Across the courtyard, Escanor's booming voice carried like a bell. At noon, his training sessions shook the air with authority. Wave's recruits staggered under weighted drills, lifted logs, and learned to hold formations under the crushing aura of the Lion Sin of Pride. At night, Escanor grew quiet, shy, retreating into his bar with soft words and poetry, but his soldiers remembered the noon sun.

Gojo strolled through the village openly, blindfold tilted just enough to tease the crowd. Children laughed when he flicked pebbles that curved midair. Mothers whispered thanks when thieves vanished after crossing paths with him. To the public, he was the leader of Eclipse Order—the untouchable protector.

Zabuza and Haku were the shadows behind that light, the reminder that not all protection was kind. When gangs tried to rise again, their bodies were found silent in the mist.

And Ren watched it all, his mind never still.

They see Gojo. They fear Zabuza. They trust Haku. But me… I am the chain tying them together. They must never see it.
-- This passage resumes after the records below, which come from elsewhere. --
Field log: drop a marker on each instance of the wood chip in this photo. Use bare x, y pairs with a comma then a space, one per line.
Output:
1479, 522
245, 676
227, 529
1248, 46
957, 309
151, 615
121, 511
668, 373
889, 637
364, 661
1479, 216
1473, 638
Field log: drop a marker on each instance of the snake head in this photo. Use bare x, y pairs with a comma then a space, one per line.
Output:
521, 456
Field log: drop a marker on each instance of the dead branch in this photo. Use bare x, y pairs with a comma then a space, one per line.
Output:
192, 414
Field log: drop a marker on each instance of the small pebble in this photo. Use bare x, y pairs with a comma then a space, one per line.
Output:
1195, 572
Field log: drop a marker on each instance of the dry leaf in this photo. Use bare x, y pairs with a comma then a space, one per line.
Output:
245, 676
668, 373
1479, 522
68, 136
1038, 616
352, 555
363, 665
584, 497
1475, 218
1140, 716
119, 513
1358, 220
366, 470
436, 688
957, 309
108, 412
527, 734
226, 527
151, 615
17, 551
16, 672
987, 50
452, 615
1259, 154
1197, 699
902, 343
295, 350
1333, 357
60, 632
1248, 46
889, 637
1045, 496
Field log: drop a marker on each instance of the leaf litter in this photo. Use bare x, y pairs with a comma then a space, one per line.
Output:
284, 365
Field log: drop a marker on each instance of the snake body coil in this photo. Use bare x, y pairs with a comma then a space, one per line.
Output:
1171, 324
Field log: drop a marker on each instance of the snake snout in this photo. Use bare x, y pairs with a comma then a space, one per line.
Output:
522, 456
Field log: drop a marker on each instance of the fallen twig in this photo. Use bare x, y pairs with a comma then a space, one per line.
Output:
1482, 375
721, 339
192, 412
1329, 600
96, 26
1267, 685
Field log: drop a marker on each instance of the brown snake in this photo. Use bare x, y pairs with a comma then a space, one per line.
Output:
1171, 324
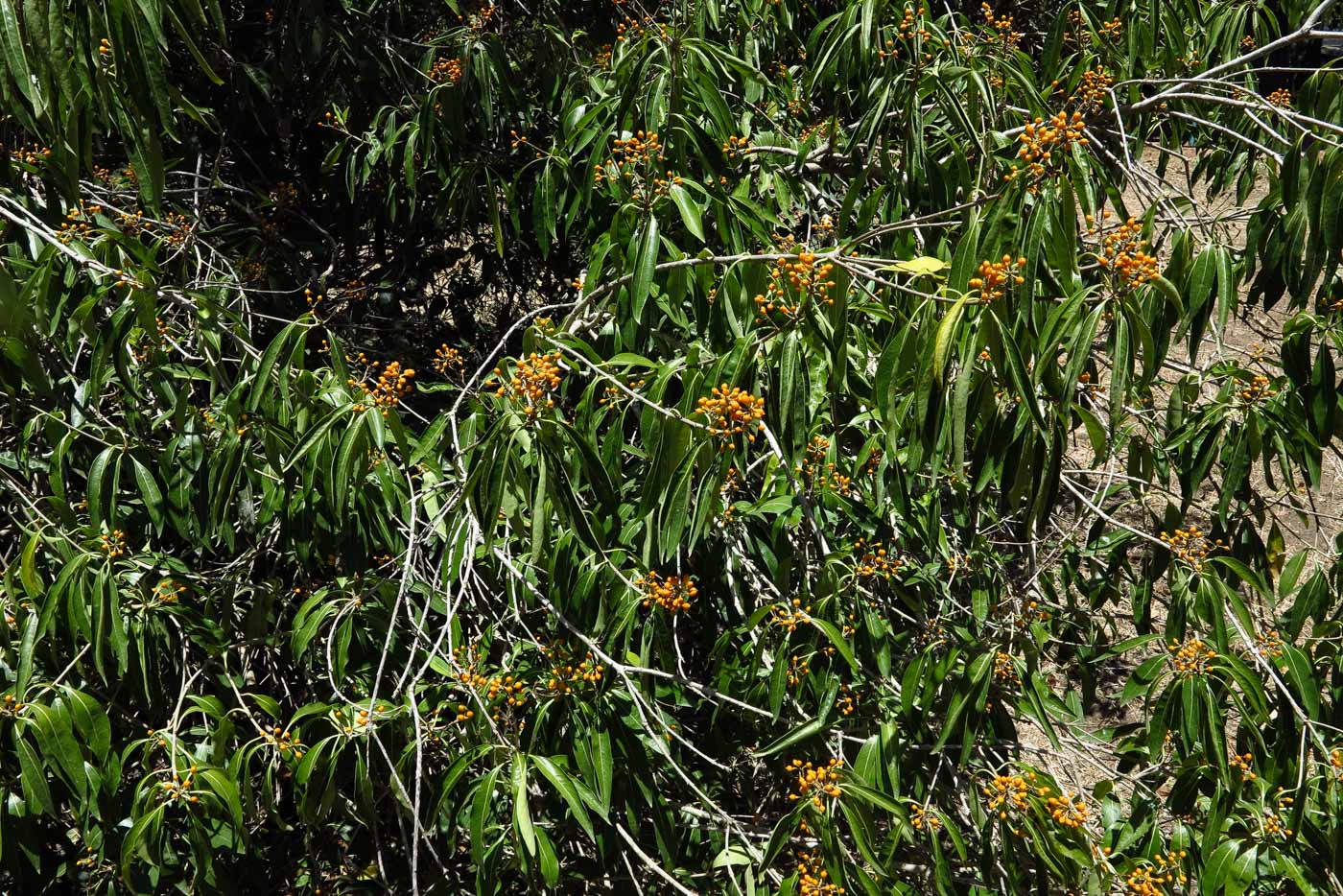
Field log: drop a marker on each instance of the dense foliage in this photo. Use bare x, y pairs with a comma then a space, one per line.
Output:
692, 446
He set his brush down, staring at the maps he had drawn of Wave's new order—supply routes, guard rotations, tax collections. Everything in place, everything quiet.

Each village is watching. Good. Let them. The more they see Gojo, the less they see me.

His eyes flickered crimson again, the two tomoe spinning. He thought of the future, of exams that would draw eyes to Konoha, of wars that had not yet begun.

"Wave is ready," he murmured. "The world will learn what Eclipse Order truly is."

The fire crackled. Outside, villagers laughed faintly, their voices carrying into the night.

For the first time in years, Wave felt alive.

And across every hidden village, leaders weighed those voices, wondering if they were hearing the first echoes of a new power rising.